Ni en 80 años: la insólita sanción a un motociclista que reabre un debate que toca a Santiago del Estero
Un motociclista perdió su licencia hasta el año 2099 por hacer maniobras peligrosas y difundirlas en redes. ¿Qué impacto tiene esta medida en Santiago del Estero? Conocé todos los detalles.
Un motociclista de la provincia de Buenos Aires recibió una sanción que parece de ciencia ficción: su licencia de conducir quedó suspendida hasta el año 2099. El motivo: lo atraparon haciendo maniobras temerarias, como circular en una sola rueda y zigzaguear entre vehículos, y encima difundió las imágenes en redes sociales.
La medida, que generó un fuerte debate, también puso el foco en una problemática que preocupa en Santiago del Estero: las picadas, las "willi" y las acrobacias en moto que, muchas veces, terminan en tragedia.
¿Qué hizo el motociclista?
Según las autoridades bonaerenses, el conductor fue detectado realizando peligrosas maniobras en la vía pública.
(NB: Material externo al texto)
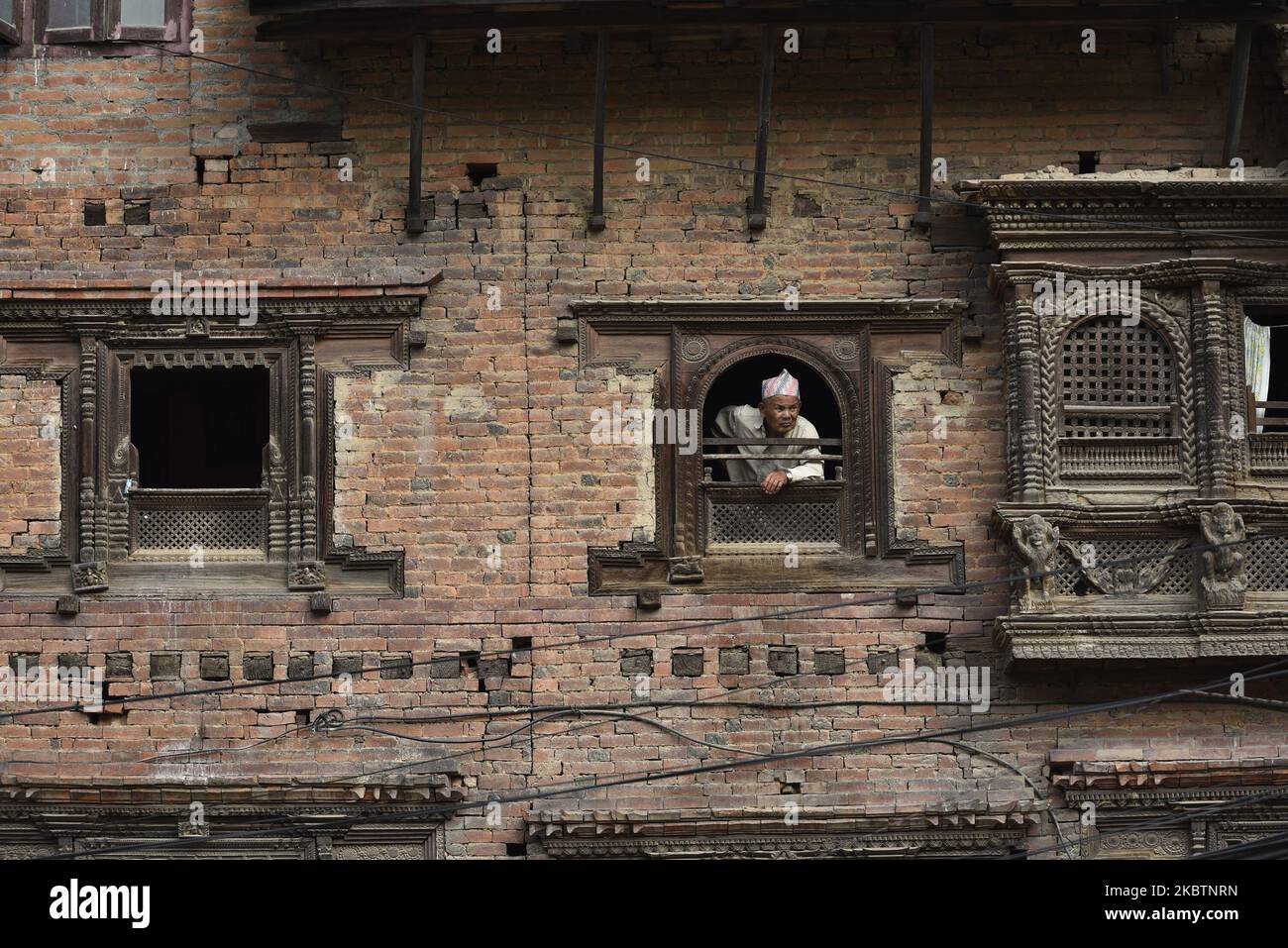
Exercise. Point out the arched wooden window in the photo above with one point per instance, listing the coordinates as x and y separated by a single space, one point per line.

No solo circulaba sobre una sola rueda, sino que también zigzagueaba entre los autos y hacía acrobacias mientras la moto estaba en movimiento. Lo más grave: varias de esas maniobras fueron filmadas y publicadas en sus redes sociales.
Fue justamente ese material el que permitió identificarlo. Los inspectores analizaron los videos y, a partir de ahí, iniciaron un procedimiento administrativo que terminó con una sanción extraordinaria por la gravedad de las conductas. La decisión de suspender la licencia por décadas busca dejar un mensaje claro: las calles no son pistas de carrera ni escenarios para desafíos.
Un problema que también golpea a Santiago del Estero
El caso ocurrido en Buenos Aires debería servir como un llamado de atención para Santiago del Estero, donde las motos son parte cotidiana del tránsito y donde también se ven escenas de alto riesgo. Picadas clandestinas, conductores a alta velocidad, jóvenes haciendo "willi" y maniobras entre vehículos son situaciones que se repiten en distintos puntos de la provincia.
El problema no es solo la infracción. Detrás de cada maniobra peligrosa está la posibilidad concreta de provocar un siniestro que puede dejar a alguien gravemente herido o quitarle la vida. Y en una moto, las consecuencias de una caída a alta velocidad pueden ser devastadoras.
Cuando la imprudencia se convierte en espectáculo
Las redes sociales sumaron un ingrediente nuevo a esta problemática. Muchas de estas maniobras se filman para después publicarlas en TikTok, Instagram o Facebook, convirtiendo una conducta peligrosa en una especie de desafío o show. La búsqueda de seguidores y reproducciones puede incentivar a otros jóvenes a repetir esas mismas acciones.
El mensaje que debería instalarse es exactamente el contrario: hacer una "willi" en medio del tránsito no es una hazaña, correr una picada en una avenida no es un deporte, y zigzaguear entre autos no es una demostración de habilidad. Es poner en riesgo la propia vida y la de personas que nada tienen que ver con el desafío.
El costo lo paga toda la sociedad
Cada accidente de moto no termina cuando llega la ambulancia. Muchas veces recién ahí comienza un largo camino de internación, rehabilitación, operaciones y, en los casos más graves, discapacidades permanentes o pérdidas irreparables para las familias. También hay un costo para el sistema público de salud, que debe atender a personas que llegan a los hospitales por conductas que se podrían haber evitado.
Por eso, la discusión no debería limitarse a aumentar multas. Se necesita una política sostenida de prevención, controles, educación vial y sanciones efectivas para quienes convierten las calles en pistas de carrera.
¿Qué respuesta debe dar el Estado?
La suspensión hasta 2099 puede parecer una sanción extrema, pero abre una discusión necesaria: ¿qué respuesta debe dar el Estado frente a quienes reiteradamente ponen en peligro la vida de terceros? En Santiago del Estero, donde las motos tienen una presencia masiva en el tránsito, el debate merece ser tomado con seriedad.
No se trata de perseguir a quienes usan la moto como medio de transporte, sino de separar al conductor responsable de aquel que utiliza la vía pública para correr, hacer acrobacias o desafiar las normas. La calle pertenece a todos: al automovilista, al motociclista, al peatón, al ciclista y, especialmente, a las familias que solo quieren llegar a destino.
Una "willi" puede durar unos segundos. Una picada puede terminar en minutos. Pero las consecuencias de un accidente pueden durar toda una vida. El caso de Buenos Aires deja una pregunta abierta para Santiago del Estero: ¿estamos haciendo lo suficiente para evitar que las picadas y las maniobras temerarias sigan cobrando víctimas?